Crime fiction is not my favorite genre, I admit. But I’ve known a few Christian crime authors and spent a year working at a Lifeway Christian Store. Most evangelical publishers target such stores, which are patronized by what one indie press founder affectionately called the “little old lady brigade.” For these dear folks, it doesn’t matter if fiction is written well; ergo, all the blogs I’ve read about the need for deeper writing or better marketing won’t accomplish much if these customers aren’t buying. Many of them only want to be entertained safely.

“Yes,” some might reply, “and that’s the problem! Christian readers want subculture ‘safety.’ So let’s have more unsafe fiction, less rules against language, and more gritty content.”

But that “solution” only brings two further problems.

First, many readers think tamed-down, swear-word-free crime fiction is the “unsafe” stuff. They love reading about a severely decomposed body floating in a cabin’s Jacuzzi (an actual scene from Brandilyn Collins’s Violet Dawn). To them, that’s thrilling. It’s gritty. It’s edgy. They’re quite happy to dispense with fiction censorship — to an extent. Thus, evangelical publishers can simply insist, “You want grittier content? That’s what we’re already doing.”

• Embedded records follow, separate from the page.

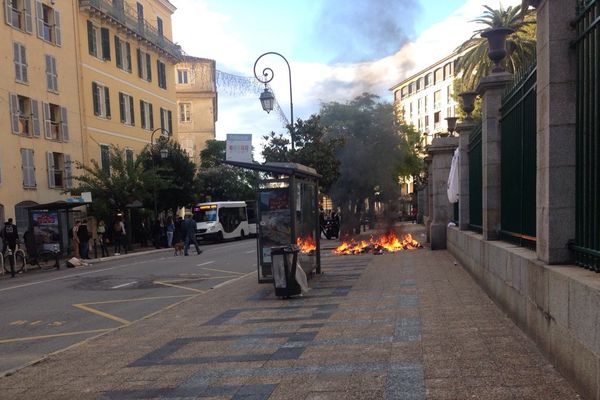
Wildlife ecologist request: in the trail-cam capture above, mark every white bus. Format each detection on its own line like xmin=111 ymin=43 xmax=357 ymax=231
xmin=192 ymin=201 xmax=250 ymax=242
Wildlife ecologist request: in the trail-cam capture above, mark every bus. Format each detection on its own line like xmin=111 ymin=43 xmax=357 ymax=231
xmin=192 ymin=201 xmax=250 ymax=242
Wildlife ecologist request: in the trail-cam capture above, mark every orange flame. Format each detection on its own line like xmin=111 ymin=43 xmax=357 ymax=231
xmin=333 ymin=231 xmax=422 ymax=254
xmin=296 ymin=236 xmax=317 ymax=253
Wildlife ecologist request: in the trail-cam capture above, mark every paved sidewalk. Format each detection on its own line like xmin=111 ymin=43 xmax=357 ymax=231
xmin=0 ymin=228 xmax=579 ymax=400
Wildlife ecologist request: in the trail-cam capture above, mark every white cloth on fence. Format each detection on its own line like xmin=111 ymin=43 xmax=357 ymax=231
xmin=447 ymin=148 xmax=460 ymax=203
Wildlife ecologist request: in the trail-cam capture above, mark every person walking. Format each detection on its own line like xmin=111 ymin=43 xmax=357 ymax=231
xmin=183 ymin=214 xmax=202 ymax=256
xmin=77 ymin=218 xmax=90 ymax=260
xmin=96 ymin=219 xmax=108 ymax=257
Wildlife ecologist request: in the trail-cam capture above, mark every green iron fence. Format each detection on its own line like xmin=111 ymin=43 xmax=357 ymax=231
xmin=500 ymin=63 xmax=537 ymax=247
xmin=468 ymin=124 xmax=483 ymax=232
xmin=571 ymin=0 xmax=600 ymax=272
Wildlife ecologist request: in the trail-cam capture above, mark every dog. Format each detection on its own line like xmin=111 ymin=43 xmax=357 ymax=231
xmin=173 ymin=242 xmax=183 ymax=256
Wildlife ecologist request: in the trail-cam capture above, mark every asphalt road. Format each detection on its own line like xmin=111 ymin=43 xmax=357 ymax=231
xmin=0 ymin=239 xmax=257 ymax=376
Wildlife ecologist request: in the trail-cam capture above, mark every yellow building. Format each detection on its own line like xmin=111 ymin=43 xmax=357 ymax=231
xmin=0 ymin=0 xmax=83 ymax=234
xmin=175 ymin=56 xmax=218 ymax=164
xmin=75 ymin=0 xmax=181 ymax=168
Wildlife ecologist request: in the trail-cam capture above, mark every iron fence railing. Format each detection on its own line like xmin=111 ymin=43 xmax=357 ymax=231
xmin=79 ymin=0 xmax=183 ymax=61
xmin=468 ymin=124 xmax=483 ymax=232
xmin=571 ymin=0 xmax=600 ymax=272
xmin=500 ymin=62 xmax=537 ymax=247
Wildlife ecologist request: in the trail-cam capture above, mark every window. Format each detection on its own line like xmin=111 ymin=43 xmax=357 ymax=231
xmin=100 ymin=144 xmax=110 ymax=174
xmin=179 ymin=103 xmax=192 ymax=122
xmin=160 ymin=107 xmax=173 ymax=136
xmin=46 ymin=151 xmax=73 ymax=189
xmin=10 ymin=93 xmax=40 ymax=137
xmin=92 ymin=82 xmax=110 ymax=118
xmin=21 ymin=149 xmax=36 ymax=188
xmin=13 ymin=42 xmax=28 ymax=83
xmin=88 ymin=21 xmax=110 ymax=60
xmin=35 ymin=0 xmax=61 ymax=46
xmin=119 ymin=92 xmax=135 ymax=126
xmin=156 ymin=60 xmax=167 ymax=89
xmin=42 ymin=103 xmax=69 ymax=142
xmin=177 ymin=69 xmax=189 ymax=85
xmin=46 ymin=54 xmax=58 ymax=92
xmin=140 ymin=100 xmax=154 ymax=130
xmin=137 ymin=49 xmax=152 ymax=82
xmin=4 ymin=0 xmax=33 ymax=33
xmin=115 ymin=36 xmax=131 ymax=72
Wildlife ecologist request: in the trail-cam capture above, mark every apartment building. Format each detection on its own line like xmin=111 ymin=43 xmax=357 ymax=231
xmin=390 ymin=54 xmax=458 ymax=144
xmin=0 ymin=0 xmax=83 ymax=233
xmin=175 ymin=56 xmax=218 ymax=164
xmin=75 ymin=0 xmax=182 ymax=168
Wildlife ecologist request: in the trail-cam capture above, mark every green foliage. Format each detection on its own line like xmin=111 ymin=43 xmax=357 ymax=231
xmin=456 ymin=5 xmax=536 ymax=90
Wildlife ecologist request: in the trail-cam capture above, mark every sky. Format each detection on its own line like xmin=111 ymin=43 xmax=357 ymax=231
xmin=170 ymin=0 xmax=521 ymax=159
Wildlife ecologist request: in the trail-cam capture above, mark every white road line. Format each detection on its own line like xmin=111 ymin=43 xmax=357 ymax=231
xmin=196 ymin=261 xmax=215 ymax=267
xmin=111 ymin=281 xmax=137 ymax=289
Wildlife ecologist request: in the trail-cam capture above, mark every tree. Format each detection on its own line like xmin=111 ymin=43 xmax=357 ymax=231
xmin=262 ymin=115 xmax=344 ymax=193
xmin=456 ymin=5 xmax=536 ymax=93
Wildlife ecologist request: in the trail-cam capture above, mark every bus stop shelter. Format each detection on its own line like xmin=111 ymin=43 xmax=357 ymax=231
xmin=225 ymin=161 xmax=321 ymax=283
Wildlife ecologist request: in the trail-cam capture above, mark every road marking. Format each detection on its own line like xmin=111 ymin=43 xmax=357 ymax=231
xmin=202 ymin=268 xmax=244 ymax=275
xmin=73 ymin=304 xmax=129 ymax=325
xmin=111 ymin=281 xmax=137 ymax=289
xmin=0 ymin=328 xmax=113 ymax=344
xmin=196 ymin=261 xmax=215 ymax=267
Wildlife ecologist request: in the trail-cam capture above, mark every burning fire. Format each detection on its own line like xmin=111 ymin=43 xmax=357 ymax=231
xmin=333 ymin=231 xmax=423 ymax=254
xmin=296 ymin=236 xmax=317 ymax=253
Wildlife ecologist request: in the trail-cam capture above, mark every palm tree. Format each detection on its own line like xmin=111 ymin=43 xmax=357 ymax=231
xmin=456 ymin=5 xmax=536 ymax=90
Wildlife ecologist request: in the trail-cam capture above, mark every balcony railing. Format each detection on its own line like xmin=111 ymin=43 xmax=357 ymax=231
xmin=79 ymin=0 xmax=183 ymax=61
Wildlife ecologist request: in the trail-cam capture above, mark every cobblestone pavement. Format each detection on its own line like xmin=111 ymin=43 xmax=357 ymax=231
xmin=0 ymin=230 xmax=578 ymax=400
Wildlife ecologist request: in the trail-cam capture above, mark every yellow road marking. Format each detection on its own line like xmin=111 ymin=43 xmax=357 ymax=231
xmin=0 ymin=328 xmax=112 ymax=344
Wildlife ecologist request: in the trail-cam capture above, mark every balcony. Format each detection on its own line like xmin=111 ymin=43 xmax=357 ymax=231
xmin=79 ymin=0 xmax=183 ymax=63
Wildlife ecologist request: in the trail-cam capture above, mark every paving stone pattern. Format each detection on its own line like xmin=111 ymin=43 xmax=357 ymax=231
xmin=0 ymin=249 xmax=578 ymax=400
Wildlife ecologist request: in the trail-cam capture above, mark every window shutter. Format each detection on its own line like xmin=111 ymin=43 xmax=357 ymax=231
xmin=46 ymin=151 xmax=56 ymax=189
xmin=119 ymin=92 xmax=125 ymax=122
xmin=63 ymin=154 xmax=73 ymax=189
xmin=129 ymin=96 xmax=135 ymax=125
xmin=60 ymin=107 xmax=69 ymax=142
xmin=35 ymin=0 xmax=44 ymax=39
xmin=146 ymin=54 xmax=152 ymax=82
xmin=104 ymin=86 xmax=110 ymax=118
xmin=42 ymin=102 xmax=52 ymax=139
xmin=92 ymin=82 xmax=100 ymax=115
xmin=10 ymin=93 xmax=19 ymax=135
xmin=54 ymin=10 xmax=62 ymax=47
xmin=100 ymin=28 xmax=110 ymax=61
xmin=23 ymin=0 xmax=33 ymax=33
xmin=29 ymin=99 xmax=40 ymax=137
xmin=115 ymin=35 xmax=123 ymax=68
xmin=88 ymin=20 xmax=96 ymax=56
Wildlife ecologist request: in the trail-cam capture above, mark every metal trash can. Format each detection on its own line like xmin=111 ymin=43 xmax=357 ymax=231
xmin=271 ymin=244 xmax=302 ymax=298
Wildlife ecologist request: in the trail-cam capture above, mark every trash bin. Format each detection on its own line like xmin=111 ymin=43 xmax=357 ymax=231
xmin=271 ymin=244 xmax=302 ymax=298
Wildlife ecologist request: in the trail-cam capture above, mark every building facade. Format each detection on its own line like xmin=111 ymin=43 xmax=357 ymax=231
xmin=390 ymin=54 xmax=458 ymax=145
xmin=175 ymin=56 xmax=218 ymax=164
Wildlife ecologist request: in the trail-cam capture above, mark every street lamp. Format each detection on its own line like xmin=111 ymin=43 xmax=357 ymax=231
xmin=254 ymin=51 xmax=294 ymax=150
xmin=150 ymin=127 xmax=169 ymax=218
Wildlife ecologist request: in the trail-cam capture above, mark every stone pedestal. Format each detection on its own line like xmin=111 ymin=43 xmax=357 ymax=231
xmin=456 ymin=120 xmax=475 ymax=231
xmin=477 ymin=72 xmax=513 ymax=240
xmin=428 ymin=137 xmax=458 ymax=250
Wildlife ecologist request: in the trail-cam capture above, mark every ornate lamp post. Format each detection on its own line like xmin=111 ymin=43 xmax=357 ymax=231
xmin=254 ymin=51 xmax=294 ymax=150
xmin=150 ymin=128 xmax=169 ymax=218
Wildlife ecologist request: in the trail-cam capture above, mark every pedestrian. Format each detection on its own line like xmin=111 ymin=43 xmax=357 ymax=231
xmin=183 ymin=214 xmax=202 ymax=256
xmin=77 ymin=218 xmax=90 ymax=260
xmin=165 ymin=216 xmax=175 ymax=248
xmin=96 ymin=219 xmax=108 ymax=257
xmin=113 ymin=215 xmax=127 ymax=256
xmin=71 ymin=219 xmax=81 ymax=258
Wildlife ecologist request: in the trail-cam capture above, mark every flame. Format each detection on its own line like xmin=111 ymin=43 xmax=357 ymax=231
xmin=333 ymin=231 xmax=422 ymax=254
xmin=296 ymin=236 xmax=317 ymax=253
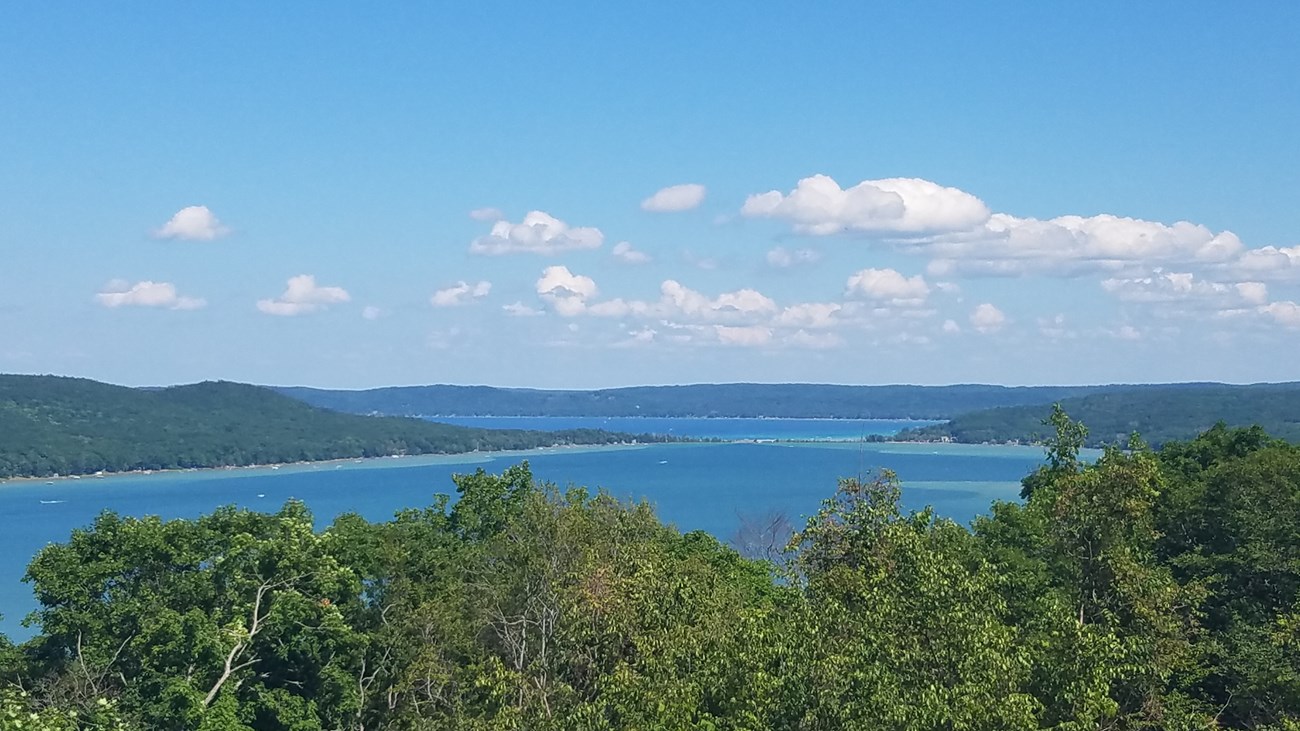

But the second problem is worse: If readers insisted only on loosening content restrictions, fewer authors — let alone readers — know why. Do we want to evangelize more readers? To entertain better? To prove to non-Christians that we’re also cool and gritty? Those are at best secondary goals, and it only repeats the pragmatism behind older content restrictions.

Instead of proposing surface-level solutions, Christians must consider this question:

According to the Bible, what is the “chief end” of story?

Is it evangelism? Gritty realism? Entertainment? Or a higher goal?

Only when we’ve explored the answer can we better promote the stories we love, and even pressure publishers to go beyond Amish books and crime novels where even street-gang murderers aren’t allowed to give a darn.